Pettit Rowland, Peng Bo, Yu Patrick, Matos Peter G, Greninger Alexander L, McCashin Julie, Amos Christopher Ian
Institute for Clinical and Translational Research, Baylor College of Medicine, Houston, TX.
Corporate Medical Advisors, Houston, Texas, USA.
medRxiv. 2021 Sep 21:2021.09.17.21263723. doi: 10.1101/2021.09.17.21263723.

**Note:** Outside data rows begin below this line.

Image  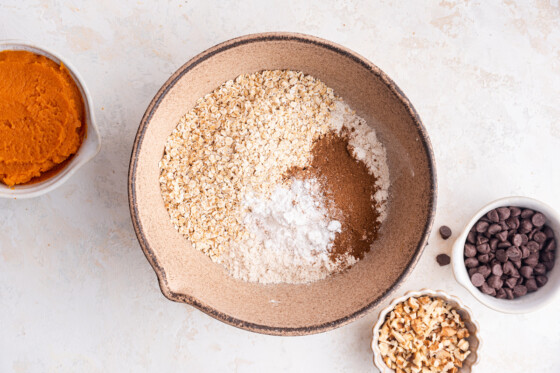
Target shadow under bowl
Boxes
[128,33,436,335]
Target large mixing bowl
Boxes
[128,33,436,335]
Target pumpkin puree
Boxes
[0,51,86,186]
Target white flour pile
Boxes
[160,70,389,283]
[330,100,389,219]
[222,179,356,283]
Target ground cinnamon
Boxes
[289,133,380,260]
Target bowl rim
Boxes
[451,196,560,314]
[128,32,437,336]
[371,288,483,373]
[0,39,101,199]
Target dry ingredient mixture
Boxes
[160,70,389,283]
[379,296,470,373]
[0,51,86,186]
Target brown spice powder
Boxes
[287,133,380,261]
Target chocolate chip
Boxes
[513,285,527,298]
[496,249,508,263]
[504,288,513,299]
[436,254,451,266]
[506,246,522,262]
[487,224,502,235]
[476,221,490,233]
[486,210,500,223]
[519,219,533,233]
[465,258,478,268]
[488,275,504,289]
[506,216,519,229]
[541,250,554,263]
[511,234,523,247]
[467,231,476,244]
[532,232,546,243]
[477,254,490,263]
[509,207,521,216]
[527,241,540,253]
[465,243,477,258]
[439,225,451,240]
[505,277,517,289]
[476,243,490,254]
[496,288,507,299]
[536,276,548,288]
[492,263,504,276]
[531,212,546,227]
[523,253,539,267]
[519,266,533,278]
[521,209,535,219]
[521,246,531,259]
[544,238,556,251]
[476,234,488,245]
[525,278,538,293]
[543,226,554,238]
[533,263,546,276]
[477,265,492,278]
[502,262,515,276]
[498,241,511,249]
[471,273,484,287]
[464,206,556,299]
[480,282,496,296]
[496,207,511,220]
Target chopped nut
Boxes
[379,296,470,373]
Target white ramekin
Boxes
[452,197,560,313]
[0,40,101,199]
[371,289,482,373]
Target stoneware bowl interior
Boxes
[371,289,482,373]
[452,197,560,313]
[129,33,436,335]
[0,41,101,198]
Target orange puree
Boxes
[0,51,86,186]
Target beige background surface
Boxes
[0,0,560,372]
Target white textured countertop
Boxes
[0,0,560,373]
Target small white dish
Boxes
[451,197,560,313]
[0,40,101,199]
[371,289,482,373]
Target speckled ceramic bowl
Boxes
[129,33,436,335]
[371,289,482,373]
[0,40,101,198]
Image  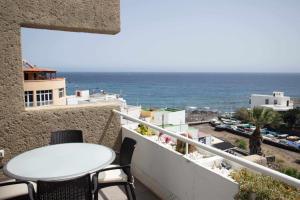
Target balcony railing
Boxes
[113,110,300,188]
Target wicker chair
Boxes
[30,174,93,200]
[0,180,34,200]
[92,137,136,200]
[50,130,83,145]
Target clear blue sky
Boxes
[22,0,300,72]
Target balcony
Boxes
[1,110,300,200]
[24,78,66,91]
[114,111,300,200]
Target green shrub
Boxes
[231,169,300,200]
[235,139,247,150]
[280,167,300,179]
[136,124,153,135]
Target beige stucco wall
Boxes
[0,0,120,178]
[23,78,66,106]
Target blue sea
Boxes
[58,72,300,111]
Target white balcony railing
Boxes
[113,110,300,188]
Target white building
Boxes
[151,108,185,126]
[66,90,142,125]
[249,92,293,111]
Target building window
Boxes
[36,90,53,106]
[58,88,65,98]
[24,91,33,107]
[265,99,269,105]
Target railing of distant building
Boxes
[113,110,300,188]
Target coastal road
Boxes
[193,124,300,171]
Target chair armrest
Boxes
[95,165,130,176]
[92,165,130,193]
[0,181,35,200]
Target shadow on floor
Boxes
[99,179,159,200]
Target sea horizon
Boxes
[58,72,300,112]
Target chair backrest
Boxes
[50,130,83,144]
[0,180,34,200]
[36,174,92,200]
[119,137,136,166]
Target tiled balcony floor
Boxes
[99,179,159,200]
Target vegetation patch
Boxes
[230,169,300,200]
[234,139,247,150]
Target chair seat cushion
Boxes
[0,180,36,200]
[98,165,127,183]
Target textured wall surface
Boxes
[0,0,120,175]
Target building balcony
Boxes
[24,78,66,91]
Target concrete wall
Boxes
[122,126,239,200]
[0,0,120,175]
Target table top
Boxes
[3,143,116,181]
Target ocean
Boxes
[58,72,300,112]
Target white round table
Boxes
[3,143,116,181]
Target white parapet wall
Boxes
[122,126,239,200]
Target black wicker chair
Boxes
[92,137,136,200]
[30,174,93,200]
[50,130,83,145]
[0,181,33,200]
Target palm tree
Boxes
[249,107,278,155]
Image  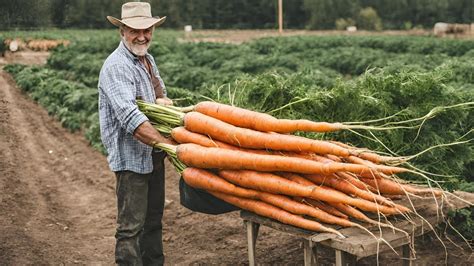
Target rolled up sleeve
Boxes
[100,65,148,135]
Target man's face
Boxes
[121,26,153,56]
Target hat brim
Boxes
[107,16,166,30]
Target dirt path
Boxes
[0,54,470,265]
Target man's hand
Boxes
[155,97,173,105]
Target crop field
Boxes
[0,30,474,262]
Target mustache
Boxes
[132,39,150,44]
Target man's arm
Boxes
[133,121,174,146]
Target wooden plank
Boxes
[402,245,413,266]
[336,249,357,266]
[241,192,474,258]
[245,221,260,266]
[303,239,318,266]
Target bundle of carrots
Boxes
[138,102,441,237]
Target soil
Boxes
[0,49,471,265]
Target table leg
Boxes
[402,245,413,266]
[336,249,357,266]
[244,221,260,266]
[303,239,318,266]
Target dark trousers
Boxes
[115,152,165,265]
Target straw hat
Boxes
[107,2,166,30]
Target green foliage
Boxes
[357,7,383,31]
[448,207,474,243]
[336,18,356,30]
[6,31,474,189]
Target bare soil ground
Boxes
[182,29,474,44]
[0,45,472,265]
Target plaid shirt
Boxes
[98,42,166,174]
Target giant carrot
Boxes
[219,170,406,214]
[293,197,349,220]
[194,101,346,133]
[360,178,442,196]
[209,191,344,237]
[182,167,354,226]
[304,175,398,211]
[176,143,404,177]
[184,112,351,157]
[171,127,240,150]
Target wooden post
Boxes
[245,221,260,266]
[278,0,283,34]
[336,249,357,266]
[402,245,413,266]
[303,239,318,266]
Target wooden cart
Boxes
[240,192,474,266]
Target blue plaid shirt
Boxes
[98,42,166,174]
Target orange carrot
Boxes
[182,167,354,226]
[329,202,379,224]
[184,112,350,157]
[194,101,346,133]
[171,127,240,150]
[176,143,404,177]
[182,167,258,199]
[361,178,442,196]
[209,191,344,237]
[293,197,349,219]
[304,175,396,211]
[219,170,406,214]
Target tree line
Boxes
[0,0,474,30]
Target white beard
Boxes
[122,37,151,56]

Since March of 2020, over 210 million SARS-CoV-2 cases have been reported and roughly five billion doses of a SARS-CoV-2 vaccine have been delivered. The rise of the more infectious delta variant has recently indicated the value of reinstating previously relaxed non-pharmacological and test-driven preventative measures. These efforts have been met with resistance, due, in part, to a lack of site-specific quantitative evidence which can justify their value. As vaccination rates continue to increase, a gap in knowledge exists regarding appropriate thresholds for escalation and de-escalation of COVID-19 preventative measures.

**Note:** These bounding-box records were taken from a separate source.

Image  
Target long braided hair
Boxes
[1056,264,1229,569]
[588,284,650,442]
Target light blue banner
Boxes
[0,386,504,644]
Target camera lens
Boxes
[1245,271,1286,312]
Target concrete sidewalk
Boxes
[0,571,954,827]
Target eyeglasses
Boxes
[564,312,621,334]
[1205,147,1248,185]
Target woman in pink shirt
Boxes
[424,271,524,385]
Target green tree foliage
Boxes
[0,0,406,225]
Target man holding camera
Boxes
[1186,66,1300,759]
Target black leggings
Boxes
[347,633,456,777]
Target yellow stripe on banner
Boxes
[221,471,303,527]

We conducted a series of simulation experiments, trialing the spread of SARS-CoV-2 virus in a hypothesized working environment that is subject to COVID-19 infections from the surrounding community. We established cohorts of individuals who would, in simulation, work together for a set period of time. With these cohorts, we tested the rates of workplace and community acquired infections based on applied isolation strategies, community infection rates (CIR), scales of testing, non-pharmaceutical interventions, variant predominance's and testing strategies, vaccination coverages, and vaccination efficacies of the members included. Permuting through each combination of these variables, we estimated expected case counts for 33,462 unique workplace scenarios.

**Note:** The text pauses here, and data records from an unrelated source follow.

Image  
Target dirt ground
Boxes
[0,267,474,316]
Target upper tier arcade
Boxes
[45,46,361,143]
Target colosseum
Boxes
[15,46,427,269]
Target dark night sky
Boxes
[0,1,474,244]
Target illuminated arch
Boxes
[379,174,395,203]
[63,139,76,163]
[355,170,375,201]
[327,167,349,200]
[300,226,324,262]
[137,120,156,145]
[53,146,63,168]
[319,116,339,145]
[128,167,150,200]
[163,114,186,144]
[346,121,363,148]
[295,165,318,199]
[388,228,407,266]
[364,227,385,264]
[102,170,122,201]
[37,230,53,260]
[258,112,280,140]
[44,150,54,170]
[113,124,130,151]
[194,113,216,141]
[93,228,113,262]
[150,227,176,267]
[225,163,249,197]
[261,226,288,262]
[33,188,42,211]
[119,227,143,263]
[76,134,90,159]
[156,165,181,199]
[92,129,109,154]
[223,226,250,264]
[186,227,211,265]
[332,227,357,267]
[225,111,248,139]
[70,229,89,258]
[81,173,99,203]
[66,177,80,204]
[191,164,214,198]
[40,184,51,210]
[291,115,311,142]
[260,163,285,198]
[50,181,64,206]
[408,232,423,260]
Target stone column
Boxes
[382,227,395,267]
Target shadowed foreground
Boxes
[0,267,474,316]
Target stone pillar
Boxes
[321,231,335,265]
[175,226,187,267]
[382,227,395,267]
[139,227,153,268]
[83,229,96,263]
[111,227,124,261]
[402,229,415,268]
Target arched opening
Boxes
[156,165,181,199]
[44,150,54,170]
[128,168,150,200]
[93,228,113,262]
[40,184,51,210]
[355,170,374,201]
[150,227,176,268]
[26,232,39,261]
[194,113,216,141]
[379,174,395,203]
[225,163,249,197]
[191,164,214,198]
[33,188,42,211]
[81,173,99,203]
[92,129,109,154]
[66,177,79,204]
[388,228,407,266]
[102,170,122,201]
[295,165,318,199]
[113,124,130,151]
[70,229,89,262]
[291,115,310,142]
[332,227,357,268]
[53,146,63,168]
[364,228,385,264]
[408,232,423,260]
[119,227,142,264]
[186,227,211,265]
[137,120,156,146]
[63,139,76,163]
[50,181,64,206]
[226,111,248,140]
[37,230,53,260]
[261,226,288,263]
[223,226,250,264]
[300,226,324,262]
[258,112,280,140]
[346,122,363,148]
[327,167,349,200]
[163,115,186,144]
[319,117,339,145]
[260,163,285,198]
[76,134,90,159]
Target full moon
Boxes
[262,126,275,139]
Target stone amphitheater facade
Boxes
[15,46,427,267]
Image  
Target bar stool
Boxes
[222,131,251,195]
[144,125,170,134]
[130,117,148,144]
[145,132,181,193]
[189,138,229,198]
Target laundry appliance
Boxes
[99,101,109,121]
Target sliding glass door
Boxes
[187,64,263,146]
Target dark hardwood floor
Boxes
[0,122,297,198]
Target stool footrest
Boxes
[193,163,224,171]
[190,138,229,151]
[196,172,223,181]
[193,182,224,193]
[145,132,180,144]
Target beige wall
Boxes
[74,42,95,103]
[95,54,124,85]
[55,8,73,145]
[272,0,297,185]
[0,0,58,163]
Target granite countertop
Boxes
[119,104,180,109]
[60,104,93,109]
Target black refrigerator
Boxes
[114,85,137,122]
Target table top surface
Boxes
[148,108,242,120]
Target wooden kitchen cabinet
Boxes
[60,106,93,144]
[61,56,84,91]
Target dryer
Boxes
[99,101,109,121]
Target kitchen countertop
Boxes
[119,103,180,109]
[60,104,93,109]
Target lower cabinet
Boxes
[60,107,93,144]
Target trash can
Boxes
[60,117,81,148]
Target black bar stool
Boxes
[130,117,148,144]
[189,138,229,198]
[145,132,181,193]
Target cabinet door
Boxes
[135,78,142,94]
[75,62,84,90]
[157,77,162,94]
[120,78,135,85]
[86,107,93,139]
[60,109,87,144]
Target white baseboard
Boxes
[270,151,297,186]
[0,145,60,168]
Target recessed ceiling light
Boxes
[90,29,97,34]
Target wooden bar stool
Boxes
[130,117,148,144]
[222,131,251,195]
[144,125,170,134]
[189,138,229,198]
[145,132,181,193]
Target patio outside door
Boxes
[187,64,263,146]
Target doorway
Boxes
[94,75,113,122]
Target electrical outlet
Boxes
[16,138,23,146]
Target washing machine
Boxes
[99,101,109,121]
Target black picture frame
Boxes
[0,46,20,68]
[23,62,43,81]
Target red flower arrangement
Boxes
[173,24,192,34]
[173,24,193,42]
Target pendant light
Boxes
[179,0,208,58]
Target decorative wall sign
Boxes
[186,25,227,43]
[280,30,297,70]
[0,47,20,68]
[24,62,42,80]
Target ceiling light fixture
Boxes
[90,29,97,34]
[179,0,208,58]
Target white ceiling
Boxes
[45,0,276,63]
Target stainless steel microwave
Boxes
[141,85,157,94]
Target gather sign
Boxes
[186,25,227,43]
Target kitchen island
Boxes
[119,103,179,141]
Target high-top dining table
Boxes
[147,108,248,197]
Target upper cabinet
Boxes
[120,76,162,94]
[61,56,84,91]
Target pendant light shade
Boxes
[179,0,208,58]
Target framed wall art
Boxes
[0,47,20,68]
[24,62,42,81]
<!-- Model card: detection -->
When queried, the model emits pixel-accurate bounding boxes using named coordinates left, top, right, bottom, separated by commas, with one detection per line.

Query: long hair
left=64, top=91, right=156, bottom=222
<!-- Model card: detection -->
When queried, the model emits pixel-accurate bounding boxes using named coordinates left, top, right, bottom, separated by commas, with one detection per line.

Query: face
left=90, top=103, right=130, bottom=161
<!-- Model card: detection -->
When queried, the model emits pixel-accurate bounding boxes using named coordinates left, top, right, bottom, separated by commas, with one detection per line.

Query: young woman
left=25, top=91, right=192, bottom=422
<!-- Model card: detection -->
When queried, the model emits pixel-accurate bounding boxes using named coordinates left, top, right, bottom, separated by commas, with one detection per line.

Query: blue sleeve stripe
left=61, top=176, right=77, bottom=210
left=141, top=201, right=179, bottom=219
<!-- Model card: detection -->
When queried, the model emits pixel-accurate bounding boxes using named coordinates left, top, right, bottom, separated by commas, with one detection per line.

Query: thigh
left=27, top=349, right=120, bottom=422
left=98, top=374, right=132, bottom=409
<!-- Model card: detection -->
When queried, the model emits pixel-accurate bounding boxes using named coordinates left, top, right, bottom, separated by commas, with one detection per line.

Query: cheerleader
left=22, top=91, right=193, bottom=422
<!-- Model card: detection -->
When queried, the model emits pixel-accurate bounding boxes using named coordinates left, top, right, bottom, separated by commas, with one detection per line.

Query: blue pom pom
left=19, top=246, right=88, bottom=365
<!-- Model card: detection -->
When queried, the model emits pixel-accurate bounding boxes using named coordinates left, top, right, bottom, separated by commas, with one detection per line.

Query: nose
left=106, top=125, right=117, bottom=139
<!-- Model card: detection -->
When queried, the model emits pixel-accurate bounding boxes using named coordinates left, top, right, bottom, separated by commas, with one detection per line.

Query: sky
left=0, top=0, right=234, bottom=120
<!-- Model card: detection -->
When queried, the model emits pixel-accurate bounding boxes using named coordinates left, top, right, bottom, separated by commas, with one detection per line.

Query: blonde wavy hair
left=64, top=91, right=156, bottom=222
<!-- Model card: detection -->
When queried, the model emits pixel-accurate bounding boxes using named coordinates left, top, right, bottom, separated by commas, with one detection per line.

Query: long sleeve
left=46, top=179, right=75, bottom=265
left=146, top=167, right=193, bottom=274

When the CIR is 5 new confirmed cases per 100,000 or fewer, and at 50% of the workforce is vaccinated with a 95% efficacious vaccine, then testing daily with an antigen-based or PCR based test in only unvaccinated workers will result in less than one infection through 4,800 person weeks. When the community infection rate per 100,000 persons is less than or equal to 60, and the vaccination coverage of the workforce is 100% with 95% vaccine efficacy then no masking or routine testing + isolation strategies are needed to prevent workplace acquired infections regardless of variant predominance. Identifying and isolating workers with antigen-based SARS-CoV-2 testing methods results in the same or fewer workplace acquired infections than testing with polymerase chain reaction (PCR) methods.
Specific scenarios exist in which preventative measures taken to prevent SARS-CoV-2 spread, including masking, and testing plus isolation strategies can safely be relaxed. Further, efficacious testing with quarantine strategies exist for implementation in only unvaccinated cohorts in a workplace. Due to shorter turnaround time, antigen-based testing with lower sensitivity is more effective than PCR testing with higher sensitivities in comparable testing strategies. The general reference interactive heatmap we provide can be used for site specific, immediate, parameter-based case count predictions to inform appropriate institutional policy making.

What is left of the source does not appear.